Socialite Brooke Astor, heiress Huguette Clark, and actor Mickey Rooney all have an unfortunate claim in common besides being very rich and famous. They allegedly suffered as victims of abuse in their later years. So it’s not too surprising that the wealthiest investors in America are “fearful they will run into elder abuse,” said Joe Nadreau, the Head of Innovation at Wells Fargo Advisors (WFC).
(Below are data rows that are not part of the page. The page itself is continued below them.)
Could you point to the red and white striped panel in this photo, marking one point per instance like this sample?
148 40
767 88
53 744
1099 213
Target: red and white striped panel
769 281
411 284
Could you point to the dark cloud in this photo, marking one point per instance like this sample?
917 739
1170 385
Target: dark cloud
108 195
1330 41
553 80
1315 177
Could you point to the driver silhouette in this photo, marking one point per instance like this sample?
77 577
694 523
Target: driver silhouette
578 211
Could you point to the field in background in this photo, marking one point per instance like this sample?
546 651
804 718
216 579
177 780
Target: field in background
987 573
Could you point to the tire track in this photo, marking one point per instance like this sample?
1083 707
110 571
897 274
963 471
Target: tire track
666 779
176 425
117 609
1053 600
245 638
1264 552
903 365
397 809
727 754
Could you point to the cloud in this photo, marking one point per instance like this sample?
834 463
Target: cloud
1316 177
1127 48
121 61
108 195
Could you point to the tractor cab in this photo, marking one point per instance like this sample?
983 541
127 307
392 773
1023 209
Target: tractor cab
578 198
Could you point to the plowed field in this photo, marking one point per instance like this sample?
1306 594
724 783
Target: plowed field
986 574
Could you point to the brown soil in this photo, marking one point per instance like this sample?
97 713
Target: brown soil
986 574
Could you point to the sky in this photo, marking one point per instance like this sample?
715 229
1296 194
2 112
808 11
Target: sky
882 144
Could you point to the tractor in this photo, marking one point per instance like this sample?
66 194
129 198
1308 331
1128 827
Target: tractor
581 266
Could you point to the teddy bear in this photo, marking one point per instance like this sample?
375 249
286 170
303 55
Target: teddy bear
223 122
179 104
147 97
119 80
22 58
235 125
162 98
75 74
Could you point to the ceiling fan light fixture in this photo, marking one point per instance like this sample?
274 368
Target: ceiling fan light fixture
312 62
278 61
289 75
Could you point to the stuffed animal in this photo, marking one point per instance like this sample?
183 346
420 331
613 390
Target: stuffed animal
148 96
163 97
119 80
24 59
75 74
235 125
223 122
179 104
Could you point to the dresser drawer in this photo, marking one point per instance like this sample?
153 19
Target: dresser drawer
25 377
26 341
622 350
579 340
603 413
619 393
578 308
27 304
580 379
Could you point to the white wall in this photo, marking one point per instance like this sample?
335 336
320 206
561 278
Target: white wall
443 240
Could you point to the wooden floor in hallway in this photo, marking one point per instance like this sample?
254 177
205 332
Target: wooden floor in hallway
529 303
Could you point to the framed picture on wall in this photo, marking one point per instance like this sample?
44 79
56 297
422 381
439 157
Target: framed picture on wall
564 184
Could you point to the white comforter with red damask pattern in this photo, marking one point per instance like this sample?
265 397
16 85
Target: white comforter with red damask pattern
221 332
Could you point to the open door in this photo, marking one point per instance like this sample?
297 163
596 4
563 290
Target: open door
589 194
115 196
Like others in the population, outliving their money is a major concern that drives financial decisions for the super rich, according the Wells Fargo’s 2015 Affluent Investor survey. The firm surveyed investors with $250,000 or more in investable assets, excluding retirement and property assets. With much of their wealth -- a median of $450,000 in stocks -- 54% of these affluent investors are worried about losing money due to the fluctuations in the market. But the survey found one in five of all affluent investors are not sure how much and what positions they’re exposed in the stock market.
Avoiding an uncomfortable conversation with family members about death is also leaving many of the wealthiest unprepared for what they'll leave behind.
“Thirty percent haven’t done a wealth transfer, said Nadreau. "These folks have a considerable amount of money to not have participated in some of those steps.”
Of the most common regrets, 15% of affluent investors wished they had enjoyed their money more.
“A lot of those folks don’t have written financial plans," said Nadreau. "As a result, they’re guessing and as they approach retirement, they realize they sacrificed a lot of life because they were putting so much away."